Today I have three children at CESJDS and the fourth on the way to kindergarten next year. When I look at these children immersed in the nurturing environment of CESJDS, able and proud to learn about their heritage and culture, reciting the prayers my grandfather murmured in hushed tones not knowing if he would ever live, let alone be part of the free society we benefit from in the United States, tears always fill my eyes. My Zayde's face appears before me and I hear the words he told me as I grew up, daring me to reach for my dreams, "Your Zayde is always behind you." I cannot express how happy it makes me feel knowing that my children are benefiting and thriving from the supportive framework that CESJDS provides. My husband, Norm Rich, and I give to preserve this link to our past, to provide our children with the strong foundation and security of knowing the rich culture from which they come and to ensure that our children have the opportunity to carry this knowledge with them as they mold their futures.

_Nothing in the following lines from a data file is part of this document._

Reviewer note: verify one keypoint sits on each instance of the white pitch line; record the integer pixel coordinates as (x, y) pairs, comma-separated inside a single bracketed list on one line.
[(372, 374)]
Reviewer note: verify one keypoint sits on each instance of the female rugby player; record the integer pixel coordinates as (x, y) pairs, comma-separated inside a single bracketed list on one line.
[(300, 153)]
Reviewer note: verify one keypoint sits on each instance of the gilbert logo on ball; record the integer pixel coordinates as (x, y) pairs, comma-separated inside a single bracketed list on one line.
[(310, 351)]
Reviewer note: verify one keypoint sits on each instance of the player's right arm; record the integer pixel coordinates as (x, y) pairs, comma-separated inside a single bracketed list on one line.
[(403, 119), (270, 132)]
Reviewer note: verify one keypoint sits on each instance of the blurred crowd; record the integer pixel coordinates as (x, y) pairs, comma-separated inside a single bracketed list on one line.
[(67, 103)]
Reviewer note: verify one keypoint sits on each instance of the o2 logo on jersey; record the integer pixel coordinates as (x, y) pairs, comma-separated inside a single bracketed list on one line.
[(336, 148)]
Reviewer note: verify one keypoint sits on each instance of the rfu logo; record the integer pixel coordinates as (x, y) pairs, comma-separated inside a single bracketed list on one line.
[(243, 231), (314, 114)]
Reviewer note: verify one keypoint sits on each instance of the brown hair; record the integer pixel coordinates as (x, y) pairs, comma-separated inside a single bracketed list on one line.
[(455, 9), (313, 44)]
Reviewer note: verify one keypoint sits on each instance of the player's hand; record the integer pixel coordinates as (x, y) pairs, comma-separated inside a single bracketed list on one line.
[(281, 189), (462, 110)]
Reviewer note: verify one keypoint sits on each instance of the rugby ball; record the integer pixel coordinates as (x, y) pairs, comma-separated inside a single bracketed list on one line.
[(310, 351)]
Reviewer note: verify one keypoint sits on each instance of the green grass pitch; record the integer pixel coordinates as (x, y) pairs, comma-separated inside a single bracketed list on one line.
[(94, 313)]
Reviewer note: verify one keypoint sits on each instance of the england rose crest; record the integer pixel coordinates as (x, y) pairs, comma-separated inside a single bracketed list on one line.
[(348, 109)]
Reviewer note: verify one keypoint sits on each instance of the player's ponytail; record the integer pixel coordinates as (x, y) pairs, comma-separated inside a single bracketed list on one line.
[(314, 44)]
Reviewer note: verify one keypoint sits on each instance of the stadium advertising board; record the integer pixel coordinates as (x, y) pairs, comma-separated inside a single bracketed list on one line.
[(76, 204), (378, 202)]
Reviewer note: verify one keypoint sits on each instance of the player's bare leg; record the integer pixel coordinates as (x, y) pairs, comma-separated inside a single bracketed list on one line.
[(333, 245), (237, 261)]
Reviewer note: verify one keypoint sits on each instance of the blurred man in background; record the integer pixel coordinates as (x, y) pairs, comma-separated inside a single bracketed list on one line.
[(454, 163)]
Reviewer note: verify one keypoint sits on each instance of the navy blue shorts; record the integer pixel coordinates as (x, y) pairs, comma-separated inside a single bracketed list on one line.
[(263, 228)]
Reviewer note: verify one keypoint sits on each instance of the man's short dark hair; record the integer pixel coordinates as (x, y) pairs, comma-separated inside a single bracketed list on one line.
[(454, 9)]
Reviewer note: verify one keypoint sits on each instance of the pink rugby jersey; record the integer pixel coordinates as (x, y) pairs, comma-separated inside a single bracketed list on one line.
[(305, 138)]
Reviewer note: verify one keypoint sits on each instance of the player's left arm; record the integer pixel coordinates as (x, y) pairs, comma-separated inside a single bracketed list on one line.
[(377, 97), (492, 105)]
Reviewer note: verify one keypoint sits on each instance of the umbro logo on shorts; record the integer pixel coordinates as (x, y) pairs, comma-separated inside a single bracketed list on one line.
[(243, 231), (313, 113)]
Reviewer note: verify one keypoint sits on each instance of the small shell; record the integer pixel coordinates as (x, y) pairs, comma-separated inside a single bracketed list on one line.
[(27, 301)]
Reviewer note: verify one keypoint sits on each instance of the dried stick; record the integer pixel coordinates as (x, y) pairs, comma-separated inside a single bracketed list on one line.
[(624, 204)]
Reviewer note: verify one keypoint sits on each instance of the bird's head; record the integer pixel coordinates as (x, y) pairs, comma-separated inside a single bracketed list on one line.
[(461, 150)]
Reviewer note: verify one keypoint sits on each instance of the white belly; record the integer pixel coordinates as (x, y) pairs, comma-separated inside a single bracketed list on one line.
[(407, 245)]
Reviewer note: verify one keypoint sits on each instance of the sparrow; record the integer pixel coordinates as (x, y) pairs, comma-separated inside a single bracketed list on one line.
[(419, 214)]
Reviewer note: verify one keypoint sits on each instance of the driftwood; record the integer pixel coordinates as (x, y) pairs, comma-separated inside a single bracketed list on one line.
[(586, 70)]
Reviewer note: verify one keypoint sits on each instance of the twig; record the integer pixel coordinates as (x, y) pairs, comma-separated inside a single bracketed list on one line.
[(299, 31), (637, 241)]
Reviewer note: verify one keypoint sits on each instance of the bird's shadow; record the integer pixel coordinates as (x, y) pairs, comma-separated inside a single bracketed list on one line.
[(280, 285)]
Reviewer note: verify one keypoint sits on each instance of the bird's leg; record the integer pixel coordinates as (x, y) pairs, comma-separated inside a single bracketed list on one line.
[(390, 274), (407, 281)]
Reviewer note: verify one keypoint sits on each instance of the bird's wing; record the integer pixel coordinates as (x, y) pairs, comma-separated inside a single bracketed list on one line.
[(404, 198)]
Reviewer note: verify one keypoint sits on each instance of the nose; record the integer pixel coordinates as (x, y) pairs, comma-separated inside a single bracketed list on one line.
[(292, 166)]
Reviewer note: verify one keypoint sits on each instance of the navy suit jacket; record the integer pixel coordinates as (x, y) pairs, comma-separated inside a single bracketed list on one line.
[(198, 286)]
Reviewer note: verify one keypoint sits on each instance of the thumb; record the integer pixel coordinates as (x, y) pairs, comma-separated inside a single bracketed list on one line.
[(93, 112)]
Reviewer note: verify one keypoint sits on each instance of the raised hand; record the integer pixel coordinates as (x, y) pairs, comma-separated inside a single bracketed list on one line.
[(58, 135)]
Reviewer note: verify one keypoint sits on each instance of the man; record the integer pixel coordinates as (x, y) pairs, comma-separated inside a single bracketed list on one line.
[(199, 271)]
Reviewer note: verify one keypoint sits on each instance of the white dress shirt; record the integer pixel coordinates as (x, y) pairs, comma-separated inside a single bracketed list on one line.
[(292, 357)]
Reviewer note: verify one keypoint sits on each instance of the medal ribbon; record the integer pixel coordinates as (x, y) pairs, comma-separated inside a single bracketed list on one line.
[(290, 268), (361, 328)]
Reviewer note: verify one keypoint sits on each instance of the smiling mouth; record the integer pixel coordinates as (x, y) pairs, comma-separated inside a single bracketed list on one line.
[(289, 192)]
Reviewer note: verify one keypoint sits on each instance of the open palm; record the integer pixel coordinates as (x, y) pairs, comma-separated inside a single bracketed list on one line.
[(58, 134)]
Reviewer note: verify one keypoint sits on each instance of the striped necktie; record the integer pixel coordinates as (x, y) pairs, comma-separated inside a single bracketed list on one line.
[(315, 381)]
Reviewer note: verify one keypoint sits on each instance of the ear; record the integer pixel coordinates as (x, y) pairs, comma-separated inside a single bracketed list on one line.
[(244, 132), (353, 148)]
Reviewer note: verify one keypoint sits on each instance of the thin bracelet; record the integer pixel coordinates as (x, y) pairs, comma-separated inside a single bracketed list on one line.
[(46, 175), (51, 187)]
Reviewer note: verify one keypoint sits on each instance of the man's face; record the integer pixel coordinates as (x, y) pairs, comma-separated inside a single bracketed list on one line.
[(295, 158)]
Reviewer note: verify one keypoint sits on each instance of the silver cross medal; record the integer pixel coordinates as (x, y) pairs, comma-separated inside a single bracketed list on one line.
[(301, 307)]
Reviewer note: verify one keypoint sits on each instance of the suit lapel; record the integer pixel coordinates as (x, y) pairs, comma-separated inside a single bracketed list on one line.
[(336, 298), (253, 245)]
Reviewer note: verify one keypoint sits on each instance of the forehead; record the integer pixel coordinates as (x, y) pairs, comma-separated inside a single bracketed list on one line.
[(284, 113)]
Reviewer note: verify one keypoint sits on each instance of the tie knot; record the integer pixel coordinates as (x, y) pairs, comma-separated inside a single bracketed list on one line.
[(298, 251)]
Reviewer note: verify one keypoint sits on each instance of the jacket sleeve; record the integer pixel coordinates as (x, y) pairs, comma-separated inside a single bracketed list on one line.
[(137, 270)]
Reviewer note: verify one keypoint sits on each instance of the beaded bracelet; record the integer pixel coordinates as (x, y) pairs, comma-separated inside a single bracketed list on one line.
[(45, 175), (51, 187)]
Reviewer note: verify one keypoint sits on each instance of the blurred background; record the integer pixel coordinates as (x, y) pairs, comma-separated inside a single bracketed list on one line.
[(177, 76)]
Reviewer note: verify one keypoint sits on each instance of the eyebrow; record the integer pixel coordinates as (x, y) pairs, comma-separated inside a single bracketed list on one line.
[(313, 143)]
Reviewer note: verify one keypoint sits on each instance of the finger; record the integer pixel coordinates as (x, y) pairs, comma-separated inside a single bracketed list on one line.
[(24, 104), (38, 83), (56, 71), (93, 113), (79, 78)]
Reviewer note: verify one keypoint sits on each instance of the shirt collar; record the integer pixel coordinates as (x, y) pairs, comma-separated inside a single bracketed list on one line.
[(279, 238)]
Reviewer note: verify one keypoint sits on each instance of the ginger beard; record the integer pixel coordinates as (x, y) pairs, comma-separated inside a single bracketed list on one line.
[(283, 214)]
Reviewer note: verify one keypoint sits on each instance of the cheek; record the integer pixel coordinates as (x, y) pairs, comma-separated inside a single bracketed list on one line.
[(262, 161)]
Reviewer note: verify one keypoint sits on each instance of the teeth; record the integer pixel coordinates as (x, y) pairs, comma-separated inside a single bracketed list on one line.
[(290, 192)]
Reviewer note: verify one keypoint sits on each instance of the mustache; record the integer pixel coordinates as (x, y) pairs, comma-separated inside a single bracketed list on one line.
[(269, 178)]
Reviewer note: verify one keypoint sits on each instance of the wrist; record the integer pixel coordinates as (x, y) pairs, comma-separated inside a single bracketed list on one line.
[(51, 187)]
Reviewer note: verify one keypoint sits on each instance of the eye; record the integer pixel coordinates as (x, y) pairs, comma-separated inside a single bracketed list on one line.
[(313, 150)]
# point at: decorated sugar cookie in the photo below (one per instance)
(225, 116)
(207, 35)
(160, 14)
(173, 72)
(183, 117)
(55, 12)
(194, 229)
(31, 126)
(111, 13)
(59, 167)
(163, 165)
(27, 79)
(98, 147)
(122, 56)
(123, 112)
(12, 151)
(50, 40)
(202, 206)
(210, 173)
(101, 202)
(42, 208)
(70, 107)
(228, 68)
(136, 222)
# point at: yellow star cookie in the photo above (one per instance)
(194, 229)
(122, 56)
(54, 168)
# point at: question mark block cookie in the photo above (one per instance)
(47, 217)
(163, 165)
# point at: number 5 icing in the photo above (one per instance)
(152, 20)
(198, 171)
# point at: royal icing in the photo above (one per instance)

Memories of my childhood often center around Shabbat and holiday dinners at both of my grandparents' tables, replete with delicious food, Jewish traditions, family and friends. My mother's father, Joseph Wolke, used to fill us with stories of his childhood, his ten brothers and sisters and his experiences during the Holocaust in Poland. We marveled at his bravery and his pride in his heritage as he interwove stories of loss and terror with the importance of education and integrity. It was out of respect and honor for these traditions that my Zayde treasured, and his survival of the war, that my sisters, Erica and Mia Cohen, myself, and my cousins, Heather, Jessica, and Aaron Brooks were sent to CESJDS. My Zayde's wife, my Bubi Guta, also a survivor, always echoed, "They can never take away what is in your head."

My father's parents, while born in the U.S., share an undivided love of Judaism and Israel. My grandfather, Morris Cohen, is a tireless supporter and fundraiser for Jewish causes. He has told us many stories of the importance of the Washington Jewish community and its role in past and current historical events. Both he and my Grandma, Dorothy, taught us to stand up for what we believe in and speak our minds. They are frequent guests at classroom events and Grandparents Day. They love being a part of CESJDS traditions. They most recently attended a CESJDS dinner for grandparents in Florida this past winter. My cousin, Sybil Ottenstein, also graduated from CESJDS, studied in Israel, and now attends graduate school at Tufts, studying Middle East affairs.

Almost twenty years from my high school graduation, my Zayde passed away a month shy of his ninetieth birthday. He did live to see his first great-grandchild, Amelia Rich, complete kindergarten and first grade at CESJDS. In his absence, his tales have become only vivid memories, but his hope that the Jewish people and their traditions would survive a dark period in human history and beyond, endures.  

Never could I have imagined that a link could be forged today to a time that seemed frozen in my Zayde's recollections until my son, Sean, entered kindergarten and befriended Sammy Melnick. The families soon realized that Sammy's grandfather and Sean's great-grandfather, Joseph, had both lived in the same town in Poland, Tomaszow Mazowiecki. They had known each other and although both were no longer living, Sammy's great-uncle remembered Sean's grandfather's family. Sammy's grandfather survived the war with his brother, fleeing to Russia and later emigrating to the U.S. This friendship that has grown is both an act of defiance and endurance. Defiance, because despite attempts to extinguish Jewish lives and scatter them, they survived and were reunited. Endurance, because it demonstrates that despite no one surviving from my Zayde's immediate family, in a small way, his great-grandson was able to reunite with a link from his familial past. In any case, it inspires me that we can always find our way back to our common heritage if we know where to look. Or as my Zayde used to say, "Sometimes you have to make your own luck." Attending CESJDS created this unbelievable opportunity to have two families' friendship restored seventy years later.